Dos 5 milhões de quilômetros quadrados da Amazônia Legal, quase 1,5 milhão são terras públicas sem destinação definida, segundo o Instituto do Homem e Meio Ambiente da Amazônia (Imazon). É nesses espaços, com terras baratas e sem fiscalização ambiental, onde a pecuária mais cresce.

Nos últimos 20 anos, 75% da área desmatada em terras públicas virou pastagem. A maioria do desmatamento em terras públicas, 87%, ocorreu nas áreas sem destinação legal. Os números são do Instituto de Pesquisa Ambiental da Amazônia (Ipam).

O Ipam aponta que pastagens são a principal ferramenta para a ocupação de terras públicas na Amazônia. "O boi é utilizado como uma espécie de 'zelador' da terra grilada e usado para ensejar a sua 'posse'. Historicamente, esta tem sido a prática da grilagem na Amazônia", conclui relatório do Ipam assinado por sete pesquisadores.

Pecuária na Amazônia é rudimentar e pouco produtiva

Assinada em 2008, a moratória da soja, que proíbe a compra do grão cultivado em áreas recém-desmatadas, contribuiu para o avanço da pecuária sobre a floresta. Para crescer, a soja se expandiu no Cerrado e na Mata Atlântica e "expulsou" a pecuária em direção à Amazônia.

"Em áreas onde há maior pressão do setor agrícola, como no Sudeste, o custo da terra é muito alto. Manter a pecuária nessas áreas ficou um pouco complicado", afirma Vinícius Mesquita, do Mapbiomas.

"A tendência é ter uma agricultura muito mais tecnificada e com produtividade muito maior no Cerrado e na Mata Atlântica do que na Amazônia. Nesse bioma, o processo é mais rudimentar, com pastos abertos, grandes e sem muito controle. Há algumas exceções no Mato Grosso", explica o pesquisador.

Segundo ele, a pecuária na Amazônia está concentrada em três regiões: norte do Mato Grosso, tríplice fronteira entre Amazonas, Acre e Rondônia (chamada de Amacro) e na área entre o Pará e o Maranhão, onde há uma das frentes mais intensas de desmatamento.

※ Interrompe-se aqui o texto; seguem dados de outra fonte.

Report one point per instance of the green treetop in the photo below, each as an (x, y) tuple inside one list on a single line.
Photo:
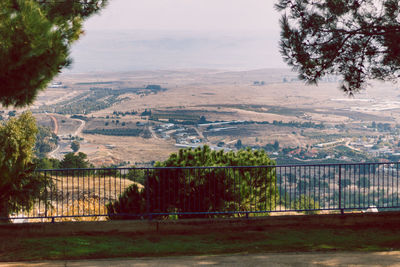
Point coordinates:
[(357, 39), (19, 185), (35, 41)]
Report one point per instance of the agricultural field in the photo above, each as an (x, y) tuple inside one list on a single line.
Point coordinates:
[(143, 116)]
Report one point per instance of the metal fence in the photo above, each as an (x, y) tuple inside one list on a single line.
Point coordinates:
[(199, 192)]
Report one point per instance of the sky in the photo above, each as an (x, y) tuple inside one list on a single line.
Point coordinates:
[(175, 34), (187, 15)]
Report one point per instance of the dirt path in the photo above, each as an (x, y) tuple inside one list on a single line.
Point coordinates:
[(274, 259), (55, 123), (80, 128)]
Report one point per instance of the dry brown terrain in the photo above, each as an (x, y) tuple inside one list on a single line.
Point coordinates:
[(219, 95)]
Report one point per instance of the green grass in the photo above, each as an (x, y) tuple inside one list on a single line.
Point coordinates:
[(134, 245)]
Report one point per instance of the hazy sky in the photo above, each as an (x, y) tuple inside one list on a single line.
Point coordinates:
[(175, 34), (188, 15)]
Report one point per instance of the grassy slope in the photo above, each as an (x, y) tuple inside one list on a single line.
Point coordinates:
[(123, 245)]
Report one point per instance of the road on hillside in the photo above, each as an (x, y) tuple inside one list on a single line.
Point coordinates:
[(299, 259)]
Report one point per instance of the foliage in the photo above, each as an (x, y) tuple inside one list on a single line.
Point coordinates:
[(35, 40), (355, 39), (75, 146), (20, 186), (175, 189)]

O que fazer com as pastagens degradadas?

Mas nem todas as pastagens abertas são capazes de fornecer alimento ao gado. Em 2021, 21,8% delas estavam severamente degradadas e 41% apresentavam degradação intermediária. A porcentagem de pastagens sem qualquer degradação subiu de 25% para 37% entre 2000 e 2021.

"Hoje as áreas degradadas são mais fortes em Rondônia e leste do Pará. São áreas que estão sendo abertas, mas não estão sendo bem manejadas", explica Vinícius Mesquita, do Mapbiomas.

Converter os pastos degradados em áreas produtivas ou reflorestadas é fundamental, mas não é uma tarefa fácil. As iniciativas podem esbarrar na falta de infraestrutura da Amazônia, ou mesmo no alto custo de recuperar a vegetação.

"A solução é parar o desmatamento e recuperar essas áreas que já estão abertas. Voltar ao que elas eram antes é muito difícil, principalmente para a Amazônia. Por mais que você abandone essa área, para crescer uma vegetação que vai tomar o porte de floresta vai levar outros 50 anos. E mesmo assim não vai ser a mesma coisa que era antes", diz o pesquisador.